Discovery went into the 2018-19 Upfront controlling nearly 20 percent of the U.S. ad-supported cable and satellite viewership. The combined Upfront resulted in what is speculated to be the most lucrative ever for a cable portfolio. Lower-rated networks were bundled together around the strongest networks, from not only a brand identity standpoint, but based on historical CPMs. Despite both legacy Scripps and Discovery Communications having had top cable networks, there had been a disparity on how the networks were priced. Network ad sales execs leveraged their new, expanded portfolio to close the gaps and restructured their sales teams to accommodate the new bundled approach.
As network groups merge and restructure, advertisers should expect to see higher rates of change and more bullish pricing negotiations. Harmelin is skilled at executing strategic buys despite difficult market conditions.
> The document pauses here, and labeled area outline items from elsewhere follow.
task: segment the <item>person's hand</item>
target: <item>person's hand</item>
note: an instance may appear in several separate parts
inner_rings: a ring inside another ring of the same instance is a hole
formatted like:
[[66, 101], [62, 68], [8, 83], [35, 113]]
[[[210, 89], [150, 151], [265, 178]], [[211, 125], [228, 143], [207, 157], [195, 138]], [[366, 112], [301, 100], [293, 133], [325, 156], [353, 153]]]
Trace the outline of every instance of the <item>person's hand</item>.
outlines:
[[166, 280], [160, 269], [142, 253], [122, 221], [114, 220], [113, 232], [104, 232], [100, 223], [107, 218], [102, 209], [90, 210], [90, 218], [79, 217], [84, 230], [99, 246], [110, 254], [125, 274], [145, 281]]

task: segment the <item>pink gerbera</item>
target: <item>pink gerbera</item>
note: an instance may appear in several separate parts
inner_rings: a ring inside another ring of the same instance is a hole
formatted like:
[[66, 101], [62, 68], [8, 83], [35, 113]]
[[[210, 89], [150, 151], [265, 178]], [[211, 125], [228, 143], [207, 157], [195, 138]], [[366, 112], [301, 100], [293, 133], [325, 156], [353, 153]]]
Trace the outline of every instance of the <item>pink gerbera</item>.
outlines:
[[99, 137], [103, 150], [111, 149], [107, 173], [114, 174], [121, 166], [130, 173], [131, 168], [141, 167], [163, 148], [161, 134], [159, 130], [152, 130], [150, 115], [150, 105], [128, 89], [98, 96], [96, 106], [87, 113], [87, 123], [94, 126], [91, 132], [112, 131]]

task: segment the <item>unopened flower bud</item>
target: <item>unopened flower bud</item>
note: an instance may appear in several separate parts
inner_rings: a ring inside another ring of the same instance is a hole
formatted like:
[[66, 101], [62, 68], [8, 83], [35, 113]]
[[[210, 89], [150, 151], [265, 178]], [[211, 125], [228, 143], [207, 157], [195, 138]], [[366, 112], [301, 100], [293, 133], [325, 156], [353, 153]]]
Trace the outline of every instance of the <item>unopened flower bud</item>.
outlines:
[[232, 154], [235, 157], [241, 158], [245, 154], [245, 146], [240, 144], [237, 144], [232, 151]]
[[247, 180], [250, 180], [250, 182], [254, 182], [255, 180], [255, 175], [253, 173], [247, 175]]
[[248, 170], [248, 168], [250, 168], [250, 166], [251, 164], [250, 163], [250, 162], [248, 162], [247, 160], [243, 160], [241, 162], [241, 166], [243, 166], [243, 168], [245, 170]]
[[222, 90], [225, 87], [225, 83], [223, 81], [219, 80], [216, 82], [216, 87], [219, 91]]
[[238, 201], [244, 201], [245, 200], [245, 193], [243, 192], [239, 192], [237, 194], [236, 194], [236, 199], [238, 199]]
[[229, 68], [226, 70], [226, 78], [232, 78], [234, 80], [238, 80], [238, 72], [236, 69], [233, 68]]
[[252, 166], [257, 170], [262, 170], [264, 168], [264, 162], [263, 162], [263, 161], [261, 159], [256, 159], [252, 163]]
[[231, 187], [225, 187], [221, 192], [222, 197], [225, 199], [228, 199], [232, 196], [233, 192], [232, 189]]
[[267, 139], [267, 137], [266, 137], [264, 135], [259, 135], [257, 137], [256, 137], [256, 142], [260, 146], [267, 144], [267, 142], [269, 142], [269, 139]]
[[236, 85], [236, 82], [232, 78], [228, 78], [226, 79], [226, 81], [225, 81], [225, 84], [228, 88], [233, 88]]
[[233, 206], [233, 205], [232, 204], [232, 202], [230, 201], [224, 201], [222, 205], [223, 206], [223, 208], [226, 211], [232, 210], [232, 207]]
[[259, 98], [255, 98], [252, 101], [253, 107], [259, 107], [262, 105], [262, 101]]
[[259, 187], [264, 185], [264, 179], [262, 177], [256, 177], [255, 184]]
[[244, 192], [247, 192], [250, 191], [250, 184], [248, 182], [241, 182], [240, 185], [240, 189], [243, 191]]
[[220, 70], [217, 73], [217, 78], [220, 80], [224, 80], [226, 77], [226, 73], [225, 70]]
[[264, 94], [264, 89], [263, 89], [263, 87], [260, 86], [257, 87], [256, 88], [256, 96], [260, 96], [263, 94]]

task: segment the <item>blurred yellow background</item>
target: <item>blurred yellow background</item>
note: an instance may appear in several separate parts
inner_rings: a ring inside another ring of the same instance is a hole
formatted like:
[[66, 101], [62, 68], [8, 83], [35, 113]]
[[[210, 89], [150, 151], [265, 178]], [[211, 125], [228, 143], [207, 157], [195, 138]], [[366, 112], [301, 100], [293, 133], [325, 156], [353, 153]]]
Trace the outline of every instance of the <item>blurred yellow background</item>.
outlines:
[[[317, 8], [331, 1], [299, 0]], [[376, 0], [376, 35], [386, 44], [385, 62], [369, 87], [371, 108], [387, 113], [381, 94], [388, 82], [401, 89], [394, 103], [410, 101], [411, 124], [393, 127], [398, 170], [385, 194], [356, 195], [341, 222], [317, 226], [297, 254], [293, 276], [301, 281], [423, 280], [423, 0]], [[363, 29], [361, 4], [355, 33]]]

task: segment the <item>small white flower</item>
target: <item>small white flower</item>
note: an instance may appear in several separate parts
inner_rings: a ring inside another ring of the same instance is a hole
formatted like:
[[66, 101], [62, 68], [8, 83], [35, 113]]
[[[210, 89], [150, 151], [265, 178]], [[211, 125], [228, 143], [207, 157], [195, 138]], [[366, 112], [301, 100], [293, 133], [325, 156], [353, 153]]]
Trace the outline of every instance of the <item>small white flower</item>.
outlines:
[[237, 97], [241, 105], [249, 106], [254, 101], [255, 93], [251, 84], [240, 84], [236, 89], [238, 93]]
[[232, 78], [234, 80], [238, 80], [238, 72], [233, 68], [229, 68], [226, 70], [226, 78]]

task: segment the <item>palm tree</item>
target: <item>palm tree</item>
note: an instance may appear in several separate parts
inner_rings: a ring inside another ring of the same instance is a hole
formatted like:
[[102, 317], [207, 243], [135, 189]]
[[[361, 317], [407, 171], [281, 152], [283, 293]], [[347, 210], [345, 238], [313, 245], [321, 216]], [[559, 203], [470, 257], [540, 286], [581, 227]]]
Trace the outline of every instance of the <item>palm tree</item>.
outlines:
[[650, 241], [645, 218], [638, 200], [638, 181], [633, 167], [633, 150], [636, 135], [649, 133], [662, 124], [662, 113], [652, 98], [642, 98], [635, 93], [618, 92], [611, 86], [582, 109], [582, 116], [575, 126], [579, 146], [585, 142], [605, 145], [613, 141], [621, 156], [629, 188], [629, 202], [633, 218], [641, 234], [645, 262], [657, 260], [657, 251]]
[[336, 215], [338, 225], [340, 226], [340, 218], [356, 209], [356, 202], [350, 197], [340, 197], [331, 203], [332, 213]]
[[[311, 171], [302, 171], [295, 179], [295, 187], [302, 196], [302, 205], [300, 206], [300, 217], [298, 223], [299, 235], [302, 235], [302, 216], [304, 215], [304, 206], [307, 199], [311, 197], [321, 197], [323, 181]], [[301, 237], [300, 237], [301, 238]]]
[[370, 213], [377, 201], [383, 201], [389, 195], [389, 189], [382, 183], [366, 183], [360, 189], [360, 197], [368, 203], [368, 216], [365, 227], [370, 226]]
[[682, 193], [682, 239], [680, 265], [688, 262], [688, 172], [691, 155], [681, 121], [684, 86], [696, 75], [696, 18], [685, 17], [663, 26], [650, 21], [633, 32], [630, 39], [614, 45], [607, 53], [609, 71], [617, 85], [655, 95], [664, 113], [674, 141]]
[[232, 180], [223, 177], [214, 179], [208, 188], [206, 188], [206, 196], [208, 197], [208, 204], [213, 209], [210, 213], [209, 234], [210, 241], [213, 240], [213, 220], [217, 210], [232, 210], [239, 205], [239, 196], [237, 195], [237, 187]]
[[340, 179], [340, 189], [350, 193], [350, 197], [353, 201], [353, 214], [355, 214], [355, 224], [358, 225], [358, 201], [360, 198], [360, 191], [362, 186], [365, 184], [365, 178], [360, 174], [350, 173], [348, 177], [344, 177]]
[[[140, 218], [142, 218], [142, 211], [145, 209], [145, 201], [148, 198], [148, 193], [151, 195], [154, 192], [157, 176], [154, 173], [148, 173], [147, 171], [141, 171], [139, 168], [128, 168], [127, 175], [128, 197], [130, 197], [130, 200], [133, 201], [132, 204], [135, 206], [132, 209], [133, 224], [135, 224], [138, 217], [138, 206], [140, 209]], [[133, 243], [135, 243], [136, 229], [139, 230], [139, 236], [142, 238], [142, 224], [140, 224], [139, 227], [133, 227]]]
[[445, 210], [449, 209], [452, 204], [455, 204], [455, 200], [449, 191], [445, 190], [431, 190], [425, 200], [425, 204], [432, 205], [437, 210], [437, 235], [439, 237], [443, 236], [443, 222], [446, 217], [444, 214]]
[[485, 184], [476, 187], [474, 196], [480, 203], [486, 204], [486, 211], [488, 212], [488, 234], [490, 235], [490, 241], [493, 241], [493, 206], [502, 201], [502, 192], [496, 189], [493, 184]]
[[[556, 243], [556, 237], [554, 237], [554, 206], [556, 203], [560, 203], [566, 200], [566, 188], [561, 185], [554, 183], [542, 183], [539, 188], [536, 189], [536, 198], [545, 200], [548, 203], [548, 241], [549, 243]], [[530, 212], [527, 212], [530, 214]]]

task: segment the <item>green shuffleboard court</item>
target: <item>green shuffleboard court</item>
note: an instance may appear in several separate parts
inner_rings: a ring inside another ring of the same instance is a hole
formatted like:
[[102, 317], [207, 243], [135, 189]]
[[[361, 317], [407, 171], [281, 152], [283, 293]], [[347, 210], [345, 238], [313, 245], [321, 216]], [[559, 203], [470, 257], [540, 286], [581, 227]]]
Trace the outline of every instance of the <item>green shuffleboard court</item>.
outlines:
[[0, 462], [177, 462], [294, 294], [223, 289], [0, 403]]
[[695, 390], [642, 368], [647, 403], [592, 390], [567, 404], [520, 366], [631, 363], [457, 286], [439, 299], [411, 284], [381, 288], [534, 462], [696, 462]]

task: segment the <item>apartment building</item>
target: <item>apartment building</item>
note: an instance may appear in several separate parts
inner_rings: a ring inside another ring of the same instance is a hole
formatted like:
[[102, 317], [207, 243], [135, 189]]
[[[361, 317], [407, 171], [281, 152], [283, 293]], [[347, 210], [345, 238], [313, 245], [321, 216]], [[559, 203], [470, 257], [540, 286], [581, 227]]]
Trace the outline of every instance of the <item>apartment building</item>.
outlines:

Developing relationships with network sales executives, understanding the nuances of network selection, and advanced knowledge of how to reach a target audience are necessary skills when navigating this new marketplace. Flexibility to adjust to market conditions by removing or adding networks and/or dayparts to a buy is essential to exceeding client goals in this world of merged-media companies.
The Downside of Mega-Media
Critics of the mergers argue that consolidation breeds greed and laziness, that monopolies on data and content limit the scope of information being delivered to the public, and that only a select few benefit from these media marriages. Through Disney’s acquisition of FOX’s entertainment assets, for example, they will own 50 percent of the North American box office. AT&T, a company with roots as a telephone provider, is now the largest TV distributor, thanks to its ownership of DirecTV. Coupled with Time Warner’s content library and production companies, they now have a controlling stake in content development and dissemination. There is no separation of church and state. What’s more, as a leading phone and internet provider, they have access to innumerable amounts of consumer data which they are able to track and sell for further profit.
History cautions us to be wary of industry monopolies, but change is inevitable. Content ownership is necessary to compete in the future of the media industry. With the backing of venture capitalists in Silicon Valley, tech companies like Netflix, Amazon, Apple and Facebook are investing in talent, movies and TV shows. It may seem drastic to say that if Disney, a 95-year-old company, wants to be around as a media conglomerate in twenty years they need to diversify, but it’s the truth. Netflix is only eleven years old, yet its direct-to-consumer strategy has turned the media industry on its head – pushing the evolution of an industry and driving innovation and convergence.
Throughout the course of any relationship, change is inevitable – and media mergers are no different. Environments are shaken up as networks strategize to own and distribute content, new direct-to-consumer opportunities emerge as competition from tech companies threatens traditional models, and as advertisers, we’ll have to pay a premium for media as the market shifts and fewer companies own more.
At Harmelin Media, we believe in the progression of the industry and the importance of developing strategic video plans to temper these adjustments. Advertisers should remain nimble and open to new networks and opportunities to reach target audiences through linear TV. Facilitating new relationships will expand innovation, and ultimately helps achieve our common goal—reaching and developing relationships with consumers.